Net sales for the quarter increased 19 per cent to $12.962 billion, while operating profit rose 16 per cent to $2.139 billion. Most impressive was the beauty care sector, which saw net sales rocket by 43 percent to $4.41 billion - though excluding Wella, this was a more measured increase of 13 per cent.
P&G's strategy to develop and invest in faster-growing, higher-margin, more asset-efficient businesses with global leadership potential such as beauty care, is obviously already paying off.
After the company's acquisition of Clairol in 2001 and Wella in 2003, beauty care became the largest business at the company with sales worth more then one third of the total. This is in comparison to 2000, when beauty care was worth less then one fifth of the sales.
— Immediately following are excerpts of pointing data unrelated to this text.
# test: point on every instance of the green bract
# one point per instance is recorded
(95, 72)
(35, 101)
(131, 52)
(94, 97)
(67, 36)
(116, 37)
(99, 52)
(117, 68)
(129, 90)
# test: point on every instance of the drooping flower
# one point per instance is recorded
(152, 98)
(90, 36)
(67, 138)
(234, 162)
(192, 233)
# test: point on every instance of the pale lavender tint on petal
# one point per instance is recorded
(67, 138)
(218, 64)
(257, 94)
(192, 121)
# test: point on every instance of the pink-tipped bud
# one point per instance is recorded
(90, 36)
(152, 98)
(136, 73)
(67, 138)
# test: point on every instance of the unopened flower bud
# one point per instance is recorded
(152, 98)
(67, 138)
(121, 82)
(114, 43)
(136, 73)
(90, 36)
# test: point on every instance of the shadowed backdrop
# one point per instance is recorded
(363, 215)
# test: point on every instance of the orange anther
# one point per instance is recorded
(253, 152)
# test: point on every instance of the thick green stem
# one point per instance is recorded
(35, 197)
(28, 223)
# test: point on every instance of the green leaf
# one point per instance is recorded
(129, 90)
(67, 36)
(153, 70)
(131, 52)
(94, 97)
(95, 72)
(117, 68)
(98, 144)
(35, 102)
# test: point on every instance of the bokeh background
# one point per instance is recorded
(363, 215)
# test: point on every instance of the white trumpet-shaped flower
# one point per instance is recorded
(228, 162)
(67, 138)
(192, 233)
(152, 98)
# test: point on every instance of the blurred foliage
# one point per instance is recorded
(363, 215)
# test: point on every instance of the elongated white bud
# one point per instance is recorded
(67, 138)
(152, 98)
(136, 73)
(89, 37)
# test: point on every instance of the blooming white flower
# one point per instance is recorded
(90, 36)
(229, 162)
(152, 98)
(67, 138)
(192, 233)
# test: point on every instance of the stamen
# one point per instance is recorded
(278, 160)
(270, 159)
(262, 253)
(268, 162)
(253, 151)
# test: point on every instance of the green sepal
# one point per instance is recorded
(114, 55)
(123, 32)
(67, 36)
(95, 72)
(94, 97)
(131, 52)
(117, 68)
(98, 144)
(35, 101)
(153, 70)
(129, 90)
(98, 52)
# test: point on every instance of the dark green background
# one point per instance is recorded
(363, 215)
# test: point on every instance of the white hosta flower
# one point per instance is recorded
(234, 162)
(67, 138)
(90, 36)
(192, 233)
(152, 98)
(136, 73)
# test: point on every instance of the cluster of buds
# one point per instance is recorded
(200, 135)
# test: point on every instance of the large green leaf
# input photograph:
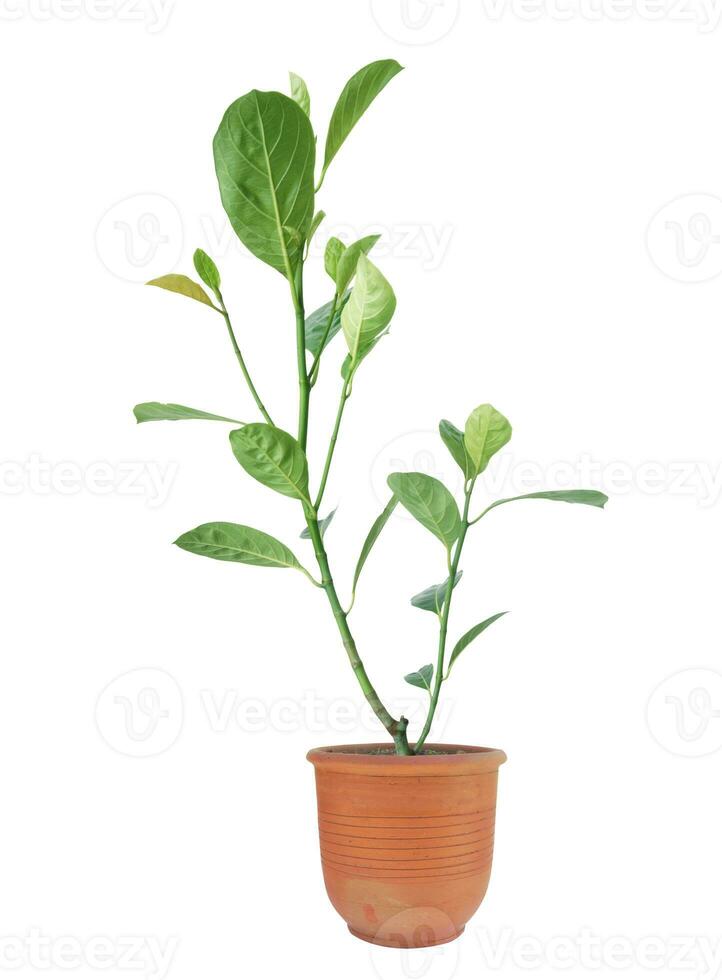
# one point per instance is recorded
(421, 677)
(299, 92)
(348, 260)
(207, 269)
(158, 412)
(368, 311)
(273, 457)
(594, 498)
(453, 439)
(357, 95)
(428, 500)
(318, 331)
(236, 542)
(432, 599)
(376, 528)
(486, 432)
(265, 152)
(184, 286)
(469, 637)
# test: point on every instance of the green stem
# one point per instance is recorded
(395, 728)
(242, 363)
(332, 445)
(444, 624)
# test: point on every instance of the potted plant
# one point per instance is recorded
(406, 826)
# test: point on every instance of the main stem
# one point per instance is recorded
(395, 728)
(444, 624)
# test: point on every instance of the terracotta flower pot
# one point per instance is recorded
(406, 842)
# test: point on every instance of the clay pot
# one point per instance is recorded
(406, 842)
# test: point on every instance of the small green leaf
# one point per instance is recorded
(421, 677)
(317, 325)
(184, 286)
(236, 542)
(348, 260)
(376, 528)
(273, 457)
(265, 152)
(322, 525)
(594, 498)
(207, 269)
(334, 250)
(299, 92)
(317, 219)
(486, 432)
(357, 95)
(453, 439)
(428, 500)
(158, 412)
(433, 598)
(368, 311)
(470, 636)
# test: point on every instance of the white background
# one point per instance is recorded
(521, 170)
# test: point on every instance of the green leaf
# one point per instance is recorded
(265, 152)
(486, 432)
(317, 322)
(376, 528)
(236, 542)
(470, 636)
(428, 500)
(317, 219)
(334, 250)
(357, 95)
(299, 92)
(322, 525)
(207, 269)
(421, 677)
(273, 457)
(591, 497)
(348, 260)
(184, 286)
(158, 412)
(453, 439)
(433, 598)
(368, 311)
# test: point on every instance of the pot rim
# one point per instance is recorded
(355, 758)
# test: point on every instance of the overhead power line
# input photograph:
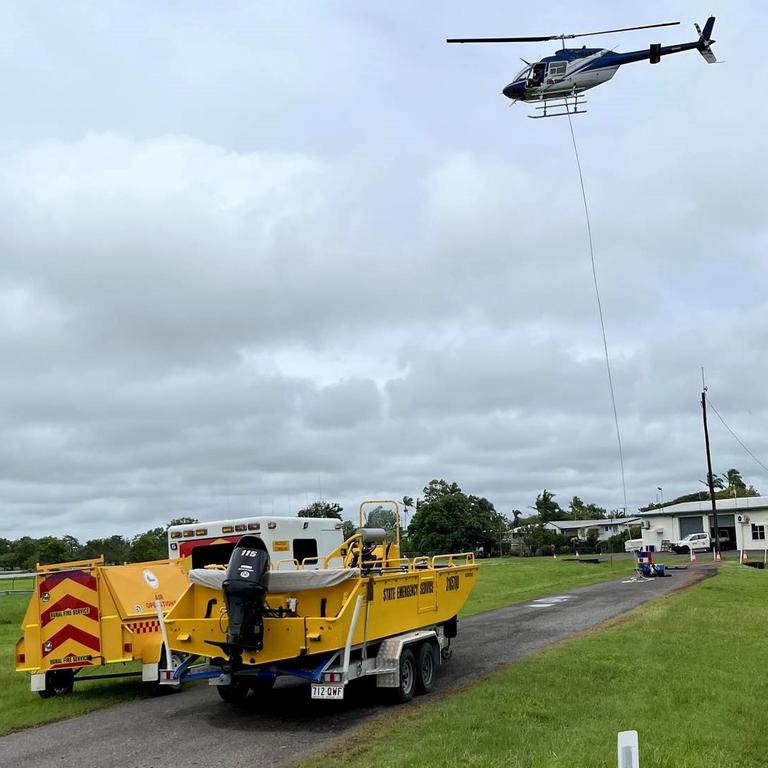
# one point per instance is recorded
(736, 437)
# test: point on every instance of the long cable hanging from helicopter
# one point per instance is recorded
(557, 82)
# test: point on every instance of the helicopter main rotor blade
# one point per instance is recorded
(626, 29)
(544, 38)
(539, 39)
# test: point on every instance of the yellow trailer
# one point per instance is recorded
(380, 615)
(86, 614)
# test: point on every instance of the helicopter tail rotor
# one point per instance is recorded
(705, 41)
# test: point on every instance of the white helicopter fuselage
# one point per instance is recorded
(566, 73)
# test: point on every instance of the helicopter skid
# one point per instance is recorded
(558, 106)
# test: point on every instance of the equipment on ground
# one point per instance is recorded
(378, 615)
(559, 81)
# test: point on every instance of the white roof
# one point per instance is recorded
(740, 504)
(592, 523)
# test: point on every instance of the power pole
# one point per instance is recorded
(710, 476)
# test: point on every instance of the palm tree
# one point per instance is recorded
(735, 482)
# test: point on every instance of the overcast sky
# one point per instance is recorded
(257, 253)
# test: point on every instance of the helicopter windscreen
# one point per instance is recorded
(522, 74)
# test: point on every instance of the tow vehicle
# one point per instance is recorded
(378, 615)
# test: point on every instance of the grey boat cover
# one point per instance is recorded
(281, 581)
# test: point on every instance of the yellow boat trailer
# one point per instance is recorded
(378, 615)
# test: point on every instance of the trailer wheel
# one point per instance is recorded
(58, 682)
(408, 675)
(426, 666)
(176, 659)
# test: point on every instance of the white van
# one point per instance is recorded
(693, 542)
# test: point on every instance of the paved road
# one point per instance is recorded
(195, 728)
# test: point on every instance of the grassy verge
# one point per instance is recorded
(685, 671)
(516, 579)
(19, 708)
(500, 582)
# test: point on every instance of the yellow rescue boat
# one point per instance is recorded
(361, 611)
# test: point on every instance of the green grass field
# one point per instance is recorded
(500, 582)
(685, 671)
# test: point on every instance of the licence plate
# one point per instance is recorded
(327, 691)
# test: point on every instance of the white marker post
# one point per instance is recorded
(629, 750)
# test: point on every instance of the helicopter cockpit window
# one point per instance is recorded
(537, 73)
(522, 74)
(556, 69)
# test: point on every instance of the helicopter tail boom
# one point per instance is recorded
(705, 41)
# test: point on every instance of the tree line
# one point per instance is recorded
(24, 553)
(443, 519)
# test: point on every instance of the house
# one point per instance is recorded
(743, 521)
(579, 529)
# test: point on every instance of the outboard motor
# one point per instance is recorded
(245, 591)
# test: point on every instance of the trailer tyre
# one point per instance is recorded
(58, 682)
(426, 666)
(408, 676)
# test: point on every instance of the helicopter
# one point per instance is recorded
(559, 80)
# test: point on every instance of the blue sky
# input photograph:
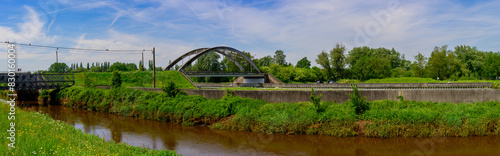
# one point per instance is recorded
(300, 28)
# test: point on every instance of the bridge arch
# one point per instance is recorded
(202, 51)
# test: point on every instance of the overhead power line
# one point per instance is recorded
(81, 50)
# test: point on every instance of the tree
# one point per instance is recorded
(228, 65)
(367, 63)
(491, 67)
(116, 80)
(304, 63)
(208, 62)
(442, 64)
(338, 60)
(118, 66)
(471, 57)
(324, 62)
(279, 57)
(265, 61)
(59, 67)
(419, 64)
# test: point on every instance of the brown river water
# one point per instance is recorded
(197, 140)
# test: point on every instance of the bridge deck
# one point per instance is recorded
(27, 81)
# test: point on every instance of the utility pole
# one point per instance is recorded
(142, 63)
(57, 61)
(154, 68)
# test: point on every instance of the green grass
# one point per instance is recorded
(404, 80)
(38, 134)
(386, 118)
(136, 79)
(494, 83)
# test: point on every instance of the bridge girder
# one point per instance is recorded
(220, 49)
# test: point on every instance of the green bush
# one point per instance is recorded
(172, 90)
(386, 118)
(316, 100)
(357, 101)
(116, 80)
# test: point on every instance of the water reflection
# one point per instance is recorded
(204, 141)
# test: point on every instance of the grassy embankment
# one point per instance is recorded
(384, 119)
(135, 79)
(39, 134)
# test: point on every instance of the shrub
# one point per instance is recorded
(316, 100)
(117, 80)
(172, 90)
(45, 93)
(86, 80)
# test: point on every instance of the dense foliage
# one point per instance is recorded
(116, 81)
(38, 134)
(361, 63)
(384, 118)
(133, 79)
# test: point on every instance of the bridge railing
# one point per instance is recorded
(26, 81)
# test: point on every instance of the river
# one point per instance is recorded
(197, 140)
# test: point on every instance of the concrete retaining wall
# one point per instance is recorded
(381, 85)
(435, 95)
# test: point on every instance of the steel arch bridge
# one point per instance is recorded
(223, 50)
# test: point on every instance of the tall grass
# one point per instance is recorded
(494, 83)
(135, 79)
(385, 118)
(38, 134)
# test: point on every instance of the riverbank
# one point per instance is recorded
(39, 134)
(385, 119)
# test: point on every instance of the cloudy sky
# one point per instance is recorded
(301, 28)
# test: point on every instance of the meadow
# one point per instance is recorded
(38, 134)
(384, 119)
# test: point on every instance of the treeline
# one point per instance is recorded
(363, 63)
(99, 67)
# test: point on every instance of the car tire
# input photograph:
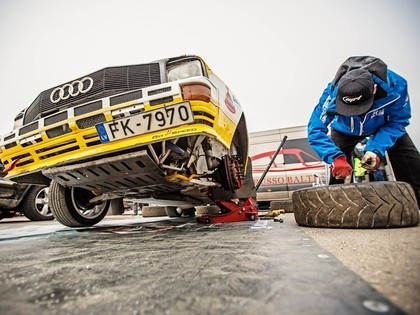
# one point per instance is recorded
(71, 206)
(35, 206)
(360, 205)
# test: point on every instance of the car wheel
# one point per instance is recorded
(360, 205)
(35, 204)
(72, 206)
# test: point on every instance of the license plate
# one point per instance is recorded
(154, 120)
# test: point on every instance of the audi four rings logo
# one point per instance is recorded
(71, 89)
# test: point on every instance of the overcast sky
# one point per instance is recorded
(277, 56)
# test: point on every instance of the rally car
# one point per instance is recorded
(168, 132)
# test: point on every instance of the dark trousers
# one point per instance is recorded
(403, 155)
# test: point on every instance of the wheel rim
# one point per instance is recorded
(41, 202)
(81, 201)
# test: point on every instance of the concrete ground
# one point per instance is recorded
(133, 265)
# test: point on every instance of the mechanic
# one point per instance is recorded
(365, 99)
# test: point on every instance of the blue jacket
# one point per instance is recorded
(385, 122)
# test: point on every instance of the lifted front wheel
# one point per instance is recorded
(72, 207)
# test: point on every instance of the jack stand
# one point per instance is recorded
(237, 211)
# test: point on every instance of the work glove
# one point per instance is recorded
(340, 168)
(370, 161)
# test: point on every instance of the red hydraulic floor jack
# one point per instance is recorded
(232, 211)
(241, 209)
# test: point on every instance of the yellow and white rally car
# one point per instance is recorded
(169, 132)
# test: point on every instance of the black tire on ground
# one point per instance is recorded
(286, 205)
(71, 206)
(211, 209)
(361, 205)
(35, 204)
(153, 211)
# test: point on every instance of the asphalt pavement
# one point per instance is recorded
(133, 265)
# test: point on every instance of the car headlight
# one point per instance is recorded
(185, 70)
"This is the third consecutive year of broad-based strength across businesses and geographies, demonstrating the power of focused strategies and the sustained benefits of the systemic and structural changes we made over the past several years", said P&G's chairman of the board, president and CEO A. G. Lafley.
P&G's results contrast to those of its competitor Unilever. Only a week ago, the Anglo-Dutch consumer goods group, which has been focusing on food industry acquisitions, including Best Foods and Slimfast, announced disappointing results for the second quarter. According to the company report, "market conditions weakened further in the quarter with price declines in both home and personal care".
"It has been a tough quarter both in terms of the trading environment in some of our key markets and because of the specific portfolio issues we are dealing with", said Unilever's financial director Rudy Markham.
Conversely, all of P&G's business units, regions and each of the company's top 14 brands posted volume growth on the quarter and fiscal year. And it will continue to focus on these brands.
"We'll concentrate on our billion-dollar and soon-to-be billion-dollar brands, and on our top customers in our top 10 countries", said Lafley, continuing the policy the company has been following since 2000 when he was appointed.
The company will also be focusing on finding solutions for developing markets - China, for example, is now P&G's sixth largest market - up from tenth just three years ago.
"We expect growth in the coming decade to come from a balanced mix of developed and developing markets. We'll win in our high-priority developing markets by tailoring low-income offerings in core P&G categories", said Lafley when he took over leadership - a strategy which has obviously worked.